Faraday's ice pail experiment is a simple electrostatic experiment, that explains the charge distribution of a conductor.
Faraday's ice pail experiment gives two conclusions.
A neutral metal ice pail is placed on a neutral gold leaf electroscope. Since both the ice pail and the electroscope are neutral, the two gold leaves do not show any divergence.
A conducting sphere tied with an insulating string is inserted into the ice pail in a way that does not touch the ice pail. At this stage, the two gold leaves show a divergence. If a positively charged sphere is inserted into the ice pail, negative charges in both the ice pail and the electroscope gather to the inner side of the ice pail.
A high amount of positive charges remain in the outside of the ice pail and gold leaves. Therefore, the ice pail can be seen as a positively charged object from the outside.
The conductive sphere moves around so that it doesn't touch the ice pail. Finally, the sphere is touched by the ice pail. Even after the metal sphere touches the ice pail, the angle between the two gold leaves remains the same. When touching the ice pail, the metal sphere is neutralized.

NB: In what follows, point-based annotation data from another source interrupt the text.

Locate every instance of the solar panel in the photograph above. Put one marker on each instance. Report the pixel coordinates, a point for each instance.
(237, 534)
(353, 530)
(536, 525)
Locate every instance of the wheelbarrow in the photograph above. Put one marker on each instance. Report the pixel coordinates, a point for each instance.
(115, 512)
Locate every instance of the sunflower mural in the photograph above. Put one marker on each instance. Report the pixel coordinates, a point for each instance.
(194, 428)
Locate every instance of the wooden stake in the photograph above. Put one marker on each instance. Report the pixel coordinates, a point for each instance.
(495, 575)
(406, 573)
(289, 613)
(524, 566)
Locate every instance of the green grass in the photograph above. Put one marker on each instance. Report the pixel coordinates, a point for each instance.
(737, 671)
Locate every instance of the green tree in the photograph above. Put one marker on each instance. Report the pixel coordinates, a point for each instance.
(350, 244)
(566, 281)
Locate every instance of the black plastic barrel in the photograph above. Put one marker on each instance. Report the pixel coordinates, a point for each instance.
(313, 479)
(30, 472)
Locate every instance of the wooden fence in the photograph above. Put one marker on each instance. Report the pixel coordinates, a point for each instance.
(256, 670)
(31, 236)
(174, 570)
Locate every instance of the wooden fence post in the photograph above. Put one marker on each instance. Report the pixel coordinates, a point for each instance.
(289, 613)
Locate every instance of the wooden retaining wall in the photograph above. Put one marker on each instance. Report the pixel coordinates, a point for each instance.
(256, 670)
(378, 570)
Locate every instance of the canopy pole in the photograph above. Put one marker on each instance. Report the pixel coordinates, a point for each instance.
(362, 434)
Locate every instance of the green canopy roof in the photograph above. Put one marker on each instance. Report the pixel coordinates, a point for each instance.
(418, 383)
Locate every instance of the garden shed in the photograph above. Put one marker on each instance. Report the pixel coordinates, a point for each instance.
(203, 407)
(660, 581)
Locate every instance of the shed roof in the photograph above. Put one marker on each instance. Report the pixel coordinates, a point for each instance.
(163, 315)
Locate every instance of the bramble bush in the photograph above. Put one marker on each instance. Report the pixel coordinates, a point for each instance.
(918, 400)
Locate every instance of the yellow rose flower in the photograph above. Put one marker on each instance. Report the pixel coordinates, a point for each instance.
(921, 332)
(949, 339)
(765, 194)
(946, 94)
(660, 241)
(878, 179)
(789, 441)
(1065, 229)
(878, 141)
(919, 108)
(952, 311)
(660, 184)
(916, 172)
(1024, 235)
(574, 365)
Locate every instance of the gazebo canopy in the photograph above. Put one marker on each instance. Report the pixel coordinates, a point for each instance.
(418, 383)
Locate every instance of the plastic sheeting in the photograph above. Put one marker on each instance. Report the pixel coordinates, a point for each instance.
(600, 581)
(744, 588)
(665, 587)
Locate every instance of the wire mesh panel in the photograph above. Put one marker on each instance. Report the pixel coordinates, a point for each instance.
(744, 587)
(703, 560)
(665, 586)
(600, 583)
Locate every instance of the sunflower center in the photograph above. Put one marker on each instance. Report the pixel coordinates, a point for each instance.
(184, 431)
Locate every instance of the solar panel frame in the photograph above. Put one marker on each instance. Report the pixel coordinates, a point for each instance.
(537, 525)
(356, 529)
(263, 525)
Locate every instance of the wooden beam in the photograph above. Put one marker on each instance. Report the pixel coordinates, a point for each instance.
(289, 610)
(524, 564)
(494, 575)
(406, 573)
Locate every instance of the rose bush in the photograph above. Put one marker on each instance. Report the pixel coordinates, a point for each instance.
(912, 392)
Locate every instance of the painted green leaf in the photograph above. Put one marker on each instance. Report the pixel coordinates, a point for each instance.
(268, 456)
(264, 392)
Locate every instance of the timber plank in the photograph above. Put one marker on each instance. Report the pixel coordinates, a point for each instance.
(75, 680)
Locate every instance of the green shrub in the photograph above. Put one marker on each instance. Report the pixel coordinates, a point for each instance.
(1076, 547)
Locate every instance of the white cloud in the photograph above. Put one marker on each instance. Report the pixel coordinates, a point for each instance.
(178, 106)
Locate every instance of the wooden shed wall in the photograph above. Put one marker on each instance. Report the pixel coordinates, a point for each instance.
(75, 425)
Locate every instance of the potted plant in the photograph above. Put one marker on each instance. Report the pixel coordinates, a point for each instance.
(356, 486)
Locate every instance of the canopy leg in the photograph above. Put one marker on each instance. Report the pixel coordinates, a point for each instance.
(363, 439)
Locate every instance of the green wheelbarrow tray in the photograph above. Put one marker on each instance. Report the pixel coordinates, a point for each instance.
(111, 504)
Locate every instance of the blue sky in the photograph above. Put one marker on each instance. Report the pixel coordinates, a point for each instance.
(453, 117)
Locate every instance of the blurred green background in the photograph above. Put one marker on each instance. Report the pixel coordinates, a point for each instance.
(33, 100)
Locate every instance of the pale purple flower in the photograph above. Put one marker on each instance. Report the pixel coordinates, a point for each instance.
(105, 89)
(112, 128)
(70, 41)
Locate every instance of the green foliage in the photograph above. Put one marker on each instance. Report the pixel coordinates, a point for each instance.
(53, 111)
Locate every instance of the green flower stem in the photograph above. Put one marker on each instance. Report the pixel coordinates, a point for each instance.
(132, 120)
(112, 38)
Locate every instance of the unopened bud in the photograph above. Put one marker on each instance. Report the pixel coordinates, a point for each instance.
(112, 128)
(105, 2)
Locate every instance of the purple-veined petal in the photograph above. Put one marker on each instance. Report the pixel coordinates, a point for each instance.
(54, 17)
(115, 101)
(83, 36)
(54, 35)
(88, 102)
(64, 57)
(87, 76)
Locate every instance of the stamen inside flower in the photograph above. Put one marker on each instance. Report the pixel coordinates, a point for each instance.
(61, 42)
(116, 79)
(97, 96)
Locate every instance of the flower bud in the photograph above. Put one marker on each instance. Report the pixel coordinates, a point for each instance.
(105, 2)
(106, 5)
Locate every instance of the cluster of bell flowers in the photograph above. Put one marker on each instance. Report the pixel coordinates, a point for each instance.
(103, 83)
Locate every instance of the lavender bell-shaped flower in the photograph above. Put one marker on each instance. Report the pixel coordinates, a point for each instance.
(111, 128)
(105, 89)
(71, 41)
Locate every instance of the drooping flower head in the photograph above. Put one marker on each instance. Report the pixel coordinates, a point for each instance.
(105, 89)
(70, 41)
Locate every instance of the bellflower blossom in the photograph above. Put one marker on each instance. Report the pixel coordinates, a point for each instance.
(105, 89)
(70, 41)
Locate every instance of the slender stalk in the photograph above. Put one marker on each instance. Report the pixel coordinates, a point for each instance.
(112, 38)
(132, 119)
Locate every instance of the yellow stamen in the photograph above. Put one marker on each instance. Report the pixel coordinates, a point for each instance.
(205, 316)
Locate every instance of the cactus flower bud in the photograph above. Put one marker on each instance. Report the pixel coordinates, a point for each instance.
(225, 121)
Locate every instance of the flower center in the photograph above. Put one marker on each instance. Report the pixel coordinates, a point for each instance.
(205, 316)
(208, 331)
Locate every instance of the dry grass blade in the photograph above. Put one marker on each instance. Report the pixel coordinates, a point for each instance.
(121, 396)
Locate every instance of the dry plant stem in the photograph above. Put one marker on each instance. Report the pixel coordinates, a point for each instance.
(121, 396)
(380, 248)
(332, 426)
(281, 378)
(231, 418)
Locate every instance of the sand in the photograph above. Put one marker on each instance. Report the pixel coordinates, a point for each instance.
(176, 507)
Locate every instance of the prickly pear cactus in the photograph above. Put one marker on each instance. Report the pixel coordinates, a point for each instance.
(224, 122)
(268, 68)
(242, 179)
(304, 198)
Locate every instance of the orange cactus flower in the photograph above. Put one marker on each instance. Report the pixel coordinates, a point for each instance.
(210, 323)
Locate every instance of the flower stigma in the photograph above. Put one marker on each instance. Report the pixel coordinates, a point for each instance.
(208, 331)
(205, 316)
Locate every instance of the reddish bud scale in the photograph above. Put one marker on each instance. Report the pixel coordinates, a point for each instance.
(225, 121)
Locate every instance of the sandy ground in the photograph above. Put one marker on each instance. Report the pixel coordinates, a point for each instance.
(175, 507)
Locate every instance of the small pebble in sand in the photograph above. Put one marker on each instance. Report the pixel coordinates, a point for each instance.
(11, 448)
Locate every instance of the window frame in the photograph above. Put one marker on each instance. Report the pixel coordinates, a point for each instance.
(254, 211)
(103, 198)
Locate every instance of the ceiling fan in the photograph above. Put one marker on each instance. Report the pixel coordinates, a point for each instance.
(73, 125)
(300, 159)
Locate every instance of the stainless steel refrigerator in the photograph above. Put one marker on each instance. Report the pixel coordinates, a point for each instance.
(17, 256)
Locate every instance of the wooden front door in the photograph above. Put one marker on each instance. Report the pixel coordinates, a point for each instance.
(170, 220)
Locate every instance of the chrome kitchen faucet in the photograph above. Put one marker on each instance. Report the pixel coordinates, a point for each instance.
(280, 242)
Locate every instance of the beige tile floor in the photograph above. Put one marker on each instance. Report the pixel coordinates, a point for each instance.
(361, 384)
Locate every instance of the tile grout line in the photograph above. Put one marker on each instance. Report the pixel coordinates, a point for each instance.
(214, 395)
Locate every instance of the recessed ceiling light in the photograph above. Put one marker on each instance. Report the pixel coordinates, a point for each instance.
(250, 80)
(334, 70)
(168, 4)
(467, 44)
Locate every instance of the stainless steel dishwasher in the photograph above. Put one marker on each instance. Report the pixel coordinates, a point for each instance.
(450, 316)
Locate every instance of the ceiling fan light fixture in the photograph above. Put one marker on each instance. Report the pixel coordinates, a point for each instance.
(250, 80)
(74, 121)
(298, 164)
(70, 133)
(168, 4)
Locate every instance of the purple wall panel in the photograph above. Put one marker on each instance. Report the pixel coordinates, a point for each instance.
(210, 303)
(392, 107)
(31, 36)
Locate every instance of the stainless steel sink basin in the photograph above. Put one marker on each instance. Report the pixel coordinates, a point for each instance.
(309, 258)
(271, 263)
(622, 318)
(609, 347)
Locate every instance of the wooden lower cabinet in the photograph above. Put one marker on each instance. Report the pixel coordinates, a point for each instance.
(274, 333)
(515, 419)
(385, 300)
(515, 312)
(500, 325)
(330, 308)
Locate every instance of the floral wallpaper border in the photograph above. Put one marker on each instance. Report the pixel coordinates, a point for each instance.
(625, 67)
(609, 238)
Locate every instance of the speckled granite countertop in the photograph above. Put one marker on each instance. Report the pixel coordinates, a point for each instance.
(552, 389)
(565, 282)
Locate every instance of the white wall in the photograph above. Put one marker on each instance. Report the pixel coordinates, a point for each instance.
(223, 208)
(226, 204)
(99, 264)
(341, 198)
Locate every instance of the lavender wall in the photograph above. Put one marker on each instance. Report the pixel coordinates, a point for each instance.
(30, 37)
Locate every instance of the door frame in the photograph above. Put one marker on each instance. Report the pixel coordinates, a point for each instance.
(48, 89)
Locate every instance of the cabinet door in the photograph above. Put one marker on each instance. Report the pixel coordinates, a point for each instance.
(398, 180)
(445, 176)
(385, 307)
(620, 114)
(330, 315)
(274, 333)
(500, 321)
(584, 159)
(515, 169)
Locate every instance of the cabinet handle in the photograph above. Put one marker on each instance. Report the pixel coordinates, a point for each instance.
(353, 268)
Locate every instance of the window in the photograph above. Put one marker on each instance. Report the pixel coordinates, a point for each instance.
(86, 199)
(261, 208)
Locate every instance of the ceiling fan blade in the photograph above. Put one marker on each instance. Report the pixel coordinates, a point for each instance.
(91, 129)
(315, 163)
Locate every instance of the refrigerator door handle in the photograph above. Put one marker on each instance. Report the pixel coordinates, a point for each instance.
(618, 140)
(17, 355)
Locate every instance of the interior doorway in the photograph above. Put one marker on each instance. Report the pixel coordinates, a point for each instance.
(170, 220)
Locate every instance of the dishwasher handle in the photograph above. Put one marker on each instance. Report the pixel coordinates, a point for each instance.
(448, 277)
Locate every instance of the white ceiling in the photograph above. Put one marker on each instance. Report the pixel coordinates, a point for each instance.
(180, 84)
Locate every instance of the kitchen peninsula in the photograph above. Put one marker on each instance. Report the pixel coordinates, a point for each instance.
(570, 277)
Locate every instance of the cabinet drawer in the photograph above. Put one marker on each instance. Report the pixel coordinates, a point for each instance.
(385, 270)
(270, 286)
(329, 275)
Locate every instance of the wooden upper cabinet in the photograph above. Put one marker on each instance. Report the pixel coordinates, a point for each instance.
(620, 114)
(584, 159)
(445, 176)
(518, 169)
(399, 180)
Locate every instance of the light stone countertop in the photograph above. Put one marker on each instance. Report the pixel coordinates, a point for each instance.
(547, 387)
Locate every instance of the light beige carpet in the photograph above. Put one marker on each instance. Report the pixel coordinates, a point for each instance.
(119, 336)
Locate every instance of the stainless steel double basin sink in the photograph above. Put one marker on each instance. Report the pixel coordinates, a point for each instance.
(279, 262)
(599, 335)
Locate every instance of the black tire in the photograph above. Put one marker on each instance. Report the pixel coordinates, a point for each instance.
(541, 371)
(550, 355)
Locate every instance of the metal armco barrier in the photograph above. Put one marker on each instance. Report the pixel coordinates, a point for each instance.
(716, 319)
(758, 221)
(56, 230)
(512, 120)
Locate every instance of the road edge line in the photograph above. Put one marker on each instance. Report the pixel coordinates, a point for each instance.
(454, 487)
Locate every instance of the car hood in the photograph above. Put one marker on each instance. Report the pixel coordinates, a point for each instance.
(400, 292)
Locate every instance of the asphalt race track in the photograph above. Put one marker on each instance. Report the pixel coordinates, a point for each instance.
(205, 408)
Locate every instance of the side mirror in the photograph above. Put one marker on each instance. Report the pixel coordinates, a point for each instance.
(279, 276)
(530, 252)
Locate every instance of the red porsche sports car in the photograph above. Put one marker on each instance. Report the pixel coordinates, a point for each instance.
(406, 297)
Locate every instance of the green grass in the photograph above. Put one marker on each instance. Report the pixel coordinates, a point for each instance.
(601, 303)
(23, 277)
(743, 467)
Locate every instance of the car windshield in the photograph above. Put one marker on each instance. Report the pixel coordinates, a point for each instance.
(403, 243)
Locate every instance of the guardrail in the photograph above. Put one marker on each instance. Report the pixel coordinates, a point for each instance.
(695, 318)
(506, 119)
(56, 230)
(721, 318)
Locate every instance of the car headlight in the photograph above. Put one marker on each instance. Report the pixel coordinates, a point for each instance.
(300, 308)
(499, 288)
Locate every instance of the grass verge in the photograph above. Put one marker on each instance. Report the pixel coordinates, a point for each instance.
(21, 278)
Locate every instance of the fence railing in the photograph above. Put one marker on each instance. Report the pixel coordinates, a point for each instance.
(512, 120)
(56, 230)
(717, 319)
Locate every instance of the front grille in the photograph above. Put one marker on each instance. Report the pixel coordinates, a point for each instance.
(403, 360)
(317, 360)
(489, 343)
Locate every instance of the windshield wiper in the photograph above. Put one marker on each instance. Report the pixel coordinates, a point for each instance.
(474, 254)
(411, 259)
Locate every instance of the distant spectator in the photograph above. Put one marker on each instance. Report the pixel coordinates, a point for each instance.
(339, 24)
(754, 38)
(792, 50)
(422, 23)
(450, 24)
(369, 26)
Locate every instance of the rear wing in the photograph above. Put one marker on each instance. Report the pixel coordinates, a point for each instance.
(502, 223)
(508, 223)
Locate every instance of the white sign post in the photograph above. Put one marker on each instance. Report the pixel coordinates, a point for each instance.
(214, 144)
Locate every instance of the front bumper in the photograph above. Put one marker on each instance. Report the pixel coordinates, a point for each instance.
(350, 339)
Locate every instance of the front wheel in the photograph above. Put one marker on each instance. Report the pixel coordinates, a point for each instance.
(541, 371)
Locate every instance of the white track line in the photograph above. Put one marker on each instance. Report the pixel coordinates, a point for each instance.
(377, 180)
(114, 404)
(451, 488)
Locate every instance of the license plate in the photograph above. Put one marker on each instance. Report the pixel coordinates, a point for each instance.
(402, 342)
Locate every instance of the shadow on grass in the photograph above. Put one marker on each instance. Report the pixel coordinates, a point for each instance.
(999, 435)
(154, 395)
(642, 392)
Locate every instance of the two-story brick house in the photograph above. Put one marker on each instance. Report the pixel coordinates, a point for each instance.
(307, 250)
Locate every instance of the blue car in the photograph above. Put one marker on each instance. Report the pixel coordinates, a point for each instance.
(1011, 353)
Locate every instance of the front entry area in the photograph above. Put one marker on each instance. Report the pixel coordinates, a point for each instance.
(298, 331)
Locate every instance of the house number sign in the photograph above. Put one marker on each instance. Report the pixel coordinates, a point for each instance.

The metal sphere is taken away. We can check whether the metal sphere is neutral, using another gold leaf electroscope. Even after the metal sphere is removed, the electroscope shows the same angle as before. This is because the charges gathered outside the ice pail.
When the metal sphere touched the ice pail, the sphere was neutralized. The angle between the two gold leaves does not change. So, we can conclude that the charges inside the ice pail are exactly enough to neutralize the sphere.
These charges, initially, are induced because of the charge of the metal sphere. Therefore, it can be concluded that the magnitude of the inductive charge is equal to the magnitude of the induced charge.
Even after the metal sphere is removed, the gold leaves show the same angle as before. This is because the charges gathered on the outside of the ice pail. Therefore, it can be concluded that charges exist only on the outer surface of a conductor.